Cansado de escuchar discursos de campaña electoral de combatir frontalmente al narcotráfico, de llegar a extirpar a quienes han invadido territorios, entre otros, los del Petén, Alta Verapaz y varios del oriente del país viviendo una anarquía espantosa con la cauda de inmensa cantidad de delitos derivados, entre otros, asesinatos, secuestros, masacres y hasta llegar al descuartizamiento de cadáveres; ahora se pretende liderar una despenalización internacional de la droga, la que al fin de cuentas vendría a favorecer preferentemente a los narcotraficantes.
Cansado de ver shows por todas partes, antes se ponían a diario rosas de la paz por la más insignificante causa o para pedir perdón y ahora, fuera manejando el tractor que prepara el terreno por donde pasará una carretera a saber cuándo o para lucir un uniforme de futbolista, olvidándose por completo que la campaña electoral terminó un día antes de la celebración de las elecciones en el mes de noviembre del año pasado.
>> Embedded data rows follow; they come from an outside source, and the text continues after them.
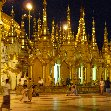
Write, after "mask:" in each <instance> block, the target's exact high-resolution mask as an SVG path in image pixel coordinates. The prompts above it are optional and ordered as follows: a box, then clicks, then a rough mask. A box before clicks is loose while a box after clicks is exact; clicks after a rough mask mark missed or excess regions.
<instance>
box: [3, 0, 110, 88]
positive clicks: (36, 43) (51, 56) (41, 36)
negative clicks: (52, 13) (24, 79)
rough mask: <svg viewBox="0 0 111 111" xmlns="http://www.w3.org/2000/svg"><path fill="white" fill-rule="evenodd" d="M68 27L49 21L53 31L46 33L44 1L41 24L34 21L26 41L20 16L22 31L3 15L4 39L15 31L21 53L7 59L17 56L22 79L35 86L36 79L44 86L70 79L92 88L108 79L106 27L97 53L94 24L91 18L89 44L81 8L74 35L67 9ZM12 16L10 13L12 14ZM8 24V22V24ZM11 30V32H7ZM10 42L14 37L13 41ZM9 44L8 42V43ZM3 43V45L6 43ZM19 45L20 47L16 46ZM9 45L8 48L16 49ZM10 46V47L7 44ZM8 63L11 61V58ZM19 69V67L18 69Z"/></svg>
mask: <svg viewBox="0 0 111 111" xmlns="http://www.w3.org/2000/svg"><path fill="white" fill-rule="evenodd" d="M66 13H67V22H66V25H67V27H66V28H64V27H63V25H62V24H61V23H60V24H55V21H54V19H53V21H52V25H51V26H52V28H51V29H52V30H51V32H49V29H48V25H47V1H46V0H43V15H42V17H43V18H42V20H41V19H40V18H39V19H38V20H37V19H36V18H34V20H33V34H32V38H33V39H31V40H30V39H28V37H27V34H26V32H25V28H24V27H25V26H24V25H25V23H24V19H23V16H22V21H21V28H20V27H19V25H18V24H17V23H16V22H15V21H14V20H13V18H10V17H9V16H7V15H6V14H4V13H2V18H4V19H2V21H3V23H4V28H5V29H6V33H5V34H6V35H5V36H4V40H5V38H8V39H9V37H8V36H9V35H11V34H10V33H8V32H9V30H10V31H12V32H14V30H16V34H15V35H16V36H17V41H19V42H17V41H16V43H17V44H18V45H20V46H19V47H20V49H21V51H18V52H16V51H15V52H14V53H12V52H10V55H13V56H14V57H15V55H17V54H18V55H19V57H18V55H17V57H18V58H17V60H18V64H19V65H21V73H22V74H21V76H20V77H21V78H23V77H30V78H32V80H33V81H34V82H35V84H37V83H38V80H39V77H41V78H43V80H44V85H45V86H50V85H51V82H53V85H57V86H62V85H65V83H66V79H67V78H69V79H70V80H72V82H73V83H77V84H82V85H84V84H88V85H92V83H93V82H98V81H99V80H100V79H101V77H103V78H104V80H106V78H107V77H110V79H111V66H110V62H111V56H110V55H111V54H110V51H111V45H109V44H108V38H107V35H108V33H107V27H106V23H105V29H104V44H103V47H102V50H99V49H98V46H97V42H96V34H95V33H96V32H95V31H96V30H95V21H94V18H92V36H91V38H92V39H91V41H88V35H87V33H86V30H85V28H86V25H85V19H84V18H85V12H84V8H83V7H82V8H81V9H80V19H79V21H78V22H79V26H78V32H77V34H75V33H74V32H72V29H71V20H70V7H69V6H68V9H67V12H66ZM12 15H13V10H12ZM12 17H13V16H12ZM9 21H11V22H10V23H9ZM10 24H11V26H13V27H11V28H13V29H14V30H12V29H10ZM11 37H12V35H11ZM12 38H13V37H12ZM7 42H8V41H7ZM7 42H6V43H7ZM19 43H20V44H19ZM12 44H13V43H11V47H12V46H15V45H14V44H13V45H12ZM9 45H10V44H9ZM10 59H11V57H10ZM19 68H20V67H19Z"/></svg>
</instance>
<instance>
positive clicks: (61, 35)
mask: <svg viewBox="0 0 111 111" xmlns="http://www.w3.org/2000/svg"><path fill="white" fill-rule="evenodd" d="M59 34H60V35H59V36H60V44H62V42H63V31H62V25H61V23H60V30H59Z"/></svg>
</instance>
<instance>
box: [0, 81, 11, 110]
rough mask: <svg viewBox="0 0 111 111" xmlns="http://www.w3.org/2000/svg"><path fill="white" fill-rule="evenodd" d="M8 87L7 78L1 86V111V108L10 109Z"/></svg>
mask: <svg viewBox="0 0 111 111" xmlns="http://www.w3.org/2000/svg"><path fill="white" fill-rule="evenodd" d="M10 89H11V88H10V83H9V79H6V84H5V85H4V86H3V103H2V105H1V111H2V109H3V108H5V109H7V110H8V111H10Z"/></svg>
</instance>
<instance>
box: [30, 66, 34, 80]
mask: <svg viewBox="0 0 111 111" xmlns="http://www.w3.org/2000/svg"><path fill="white" fill-rule="evenodd" d="M29 77H30V78H33V76H32V65H30V75H29Z"/></svg>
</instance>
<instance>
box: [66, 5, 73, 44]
mask: <svg viewBox="0 0 111 111" xmlns="http://www.w3.org/2000/svg"><path fill="white" fill-rule="evenodd" d="M70 22H71V20H70V8H69V5H68V10H67V26H68V27H67V39H68V42H70V41H71V37H72V31H71V23H70Z"/></svg>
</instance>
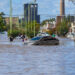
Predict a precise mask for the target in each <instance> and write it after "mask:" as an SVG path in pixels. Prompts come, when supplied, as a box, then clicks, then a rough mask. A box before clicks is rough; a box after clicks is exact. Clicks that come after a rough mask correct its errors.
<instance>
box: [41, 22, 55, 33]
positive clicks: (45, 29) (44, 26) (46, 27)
mask: <svg viewBox="0 0 75 75" xmlns="http://www.w3.org/2000/svg"><path fill="white" fill-rule="evenodd" d="M55 27H56V22H55V21H53V22H46V24H44V25H43V27H40V32H44V31H47V30H50V29H53V28H55Z"/></svg>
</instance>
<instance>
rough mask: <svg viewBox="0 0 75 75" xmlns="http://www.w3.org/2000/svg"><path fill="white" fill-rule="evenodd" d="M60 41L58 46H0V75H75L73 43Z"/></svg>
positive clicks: (74, 55)
mask: <svg viewBox="0 0 75 75" xmlns="http://www.w3.org/2000/svg"><path fill="white" fill-rule="evenodd" d="M60 40H61V41H60V43H61V44H60V45H59V46H27V45H26V46H25V45H23V44H22V42H18V43H19V44H18V43H17V44H15V45H14V43H13V44H12V45H10V44H4V45H2V44H0V75H75V46H74V42H73V41H71V40H69V39H65V38H64V39H60ZM0 43H1V42H0ZM9 43H10V42H9Z"/></svg>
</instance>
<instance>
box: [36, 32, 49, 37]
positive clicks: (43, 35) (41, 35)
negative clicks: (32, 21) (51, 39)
mask: <svg viewBox="0 0 75 75" xmlns="http://www.w3.org/2000/svg"><path fill="white" fill-rule="evenodd" d="M37 36H50V35H49V34H48V33H44V32H42V33H39V34H37Z"/></svg>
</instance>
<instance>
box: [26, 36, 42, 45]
mask: <svg viewBox="0 0 75 75" xmlns="http://www.w3.org/2000/svg"><path fill="white" fill-rule="evenodd" d="M42 37H43V36H36V37H33V38H32V39H29V40H26V41H25V44H33V43H34V42H36V41H38V40H40V39H41V38H42Z"/></svg>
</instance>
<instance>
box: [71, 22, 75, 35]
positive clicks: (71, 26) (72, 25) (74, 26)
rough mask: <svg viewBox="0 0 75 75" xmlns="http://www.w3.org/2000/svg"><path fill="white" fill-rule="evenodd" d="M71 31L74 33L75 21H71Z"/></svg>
mask: <svg viewBox="0 0 75 75" xmlns="http://www.w3.org/2000/svg"><path fill="white" fill-rule="evenodd" d="M71 32H72V33H74V34H75V23H71Z"/></svg>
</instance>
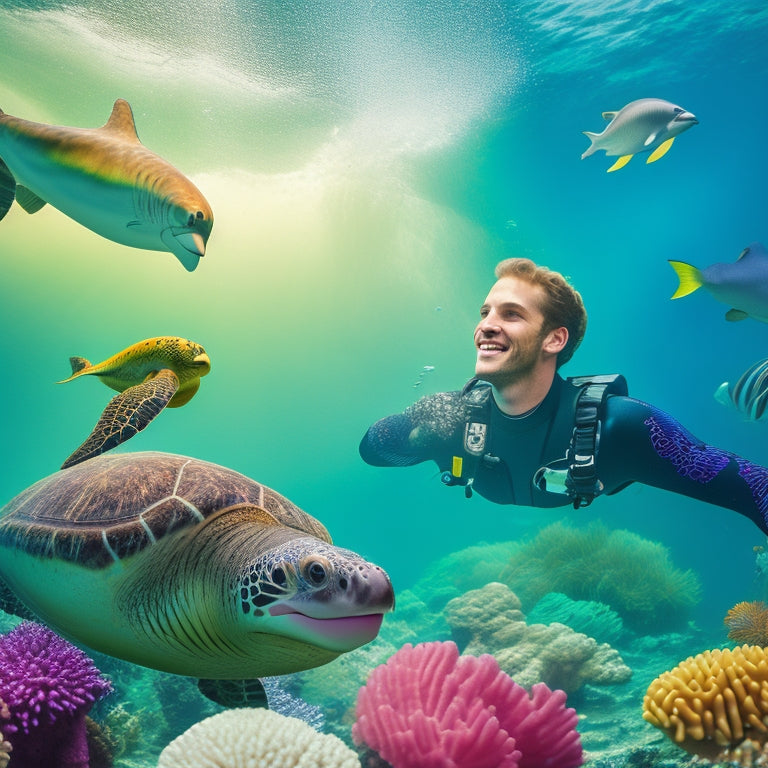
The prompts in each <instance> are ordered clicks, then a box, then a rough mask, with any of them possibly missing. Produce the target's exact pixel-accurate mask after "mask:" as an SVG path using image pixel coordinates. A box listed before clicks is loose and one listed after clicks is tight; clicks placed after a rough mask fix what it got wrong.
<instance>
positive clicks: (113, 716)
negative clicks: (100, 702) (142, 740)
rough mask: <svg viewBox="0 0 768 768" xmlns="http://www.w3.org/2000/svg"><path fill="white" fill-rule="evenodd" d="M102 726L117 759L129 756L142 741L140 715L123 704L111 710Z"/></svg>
mask: <svg viewBox="0 0 768 768" xmlns="http://www.w3.org/2000/svg"><path fill="white" fill-rule="evenodd" d="M141 714H144V713H143V712H142V713H141ZM101 725H102V729H103V730H104V731H106V733H107V734H108V739H109V743H110V745H111V748H112V754H113V755H114V757H115V758H119V757H122V756H123V755H126V754H129V753H130V752H132V751H133V750H134V749H135V748H136V747H137V746H138V745H139V744H140V743H141V741H142V728H141V717H140V714H136V713H132V712H129V711H128V710H127V709H126V708H125V705H124V704H123V703H122V702H121V703H119V704H118V705H117V706H115V707H112V709H110V710H109V712H108V713H107V715H106V717H105V718H104V722H103V723H102V724H101Z"/></svg>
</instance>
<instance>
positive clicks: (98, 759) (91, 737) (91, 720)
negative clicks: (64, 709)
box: [85, 717, 117, 768]
mask: <svg viewBox="0 0 768 768" xmlns="http://www.w3.org/2000/svg"><path fill="white" fill-rule="evenodd" d="M85 730H86V736H87V739H88V768H112V766H113V765H114V758H115V750H116V747H117V744H116V742H115V740H114V739H113V738H112V734H111V732H110V730H109V728H106V727H104V726H101V725H99V723H97V722H96V721H95V720H92V719H91V718H90V717H86V718H85Z"/></svg>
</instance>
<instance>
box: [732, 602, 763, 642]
mask: <svg viewBox="0 0 768 768" xmlns="http://www.w3.org/2000/svg"><path fill="white" fill-rule="evenodd" d="M723 623H724V624H725V625H726V626H727V627H728V638H729V639H730V640H735V641H736V642H737V643H742V644H743V643H746V644H747V645H761V646H766V645H768V605H766V604H765V603H764V602H762V600H755V601H753V602H751V603H746V602H744V603H736V605H734V606H733V608H731V609H730V610H729V611H728V613H727V614H726V616H725V618H724V619H723Z"/></svg>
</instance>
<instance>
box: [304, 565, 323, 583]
mask: <svg viewBox="0 0 768 768" xmlns="http://www.w3.org/2000/svg"><path fill="white" fill-rule="evenodd" d="M305 573H306V575H307V576H308V577H309V580H310V581H311V582H312V583H313V584H315V585H318V586H319V585H320V584H322V583H323V582H324V581H325V580H326V578H327V574H326V571H325V568H324V567H323V565H322V563H319V562H318V561H317V560H314V561H313V562H311V563H310V564H309V565H308V566H307V568H306V571H305Z"/></svg>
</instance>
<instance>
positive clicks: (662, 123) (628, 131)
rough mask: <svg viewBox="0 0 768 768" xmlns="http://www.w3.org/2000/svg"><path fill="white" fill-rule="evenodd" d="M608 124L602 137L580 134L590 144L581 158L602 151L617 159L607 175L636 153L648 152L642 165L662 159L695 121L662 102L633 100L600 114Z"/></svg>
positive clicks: (693, 119)
mask: <svg viewBox="0 0 768 768" xmlns="http://www.w3.org/2000/svg"><path fill="white" fill-rule="evenodd" d="M603 117H604V118H605V119H606V120H610V121H611V122H610V123H609V124H608V126H607V127H606V129H605V130H604V131H603V132H602V133H592V132H591V131H583V133H584V135H585V136H587V137H588V138H589V140H590V141H591V142H592V144H591V145H590V147H589V149H588V150H587V151H586V152H585V153H584V154H583V155H582V156H581V159H582V160H583V159H584V158H585V157H589V156H590V155H592V154H594V153H595V152H597V150H598V149H603V150H605V154H606V155H609V156H615V155H619V159H618V160H617V161H616V162H615V163H614V164H613V165H612V166H611V167H610V168H609V169H608V172H609V173H610V172H611V171H617V170H618V169H619V168H623V167H624V166H625V165H626V164H627V163H628V162H629V161H630V160H631V159H632V157H633V156H634V155H636V154H637V153H638V152H650V153H651V156H650V157H649V158H648V159H647V160H646V163H653V162H655V161H656V160H658V159H659V158H660V157H663V156H664V155H665V154H666V153H667V152H668V151H669V148H670V147H671V146H672V142H673V141H674V140H675V137H676V136H678V135H679V134H681V133H682V132H683V131H686V130H688V128H690V127H691V126H692V125H696V124H697V123H698V122H699V121H698V120H697V119H696V116H695V115H693V114H691V113H690V112H686V110H684V109H683V108H682V107H678V106H677V105H676V104H672V103H671V102H669V101H664V100H663V99H637V101H631V102H630V103H629V104H627V105H626V106H625V107H622V108H621V109H620V110H618V111H615V112H603Z"/></svg>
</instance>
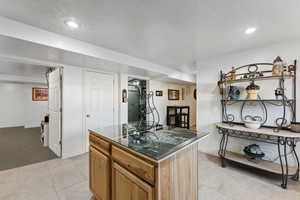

De verdad estoy cansado, sin ser de la “oposición” ni cosa que se parezca. Lo mismo se escucha de tanta gente. Quisiera escribir comentarios sobre resultados positivos, de real y efectivo beneficio para todos los guatemaltecos, como aquel que puso en orden al Registro de la Propiedad Inmueble, en vez de tener que quejarme porque no hay modo de apreciar tantos cambios prometidos, los que desde hace rato venimos añorando. Cierto, muy cierto es que debo tener paciencia; que Roma no se hizo en un día; ni que la reconstrucción de lo destruido por el terremoto del 4 de febrero de 1976 se logró al día siguiente. Pero los hechos me lo impiden, por ejemplo ¿están conformes de la forma en que sigue funcionando el Congreso, del desastre inalterable de las cárceles y de tantas cosas más?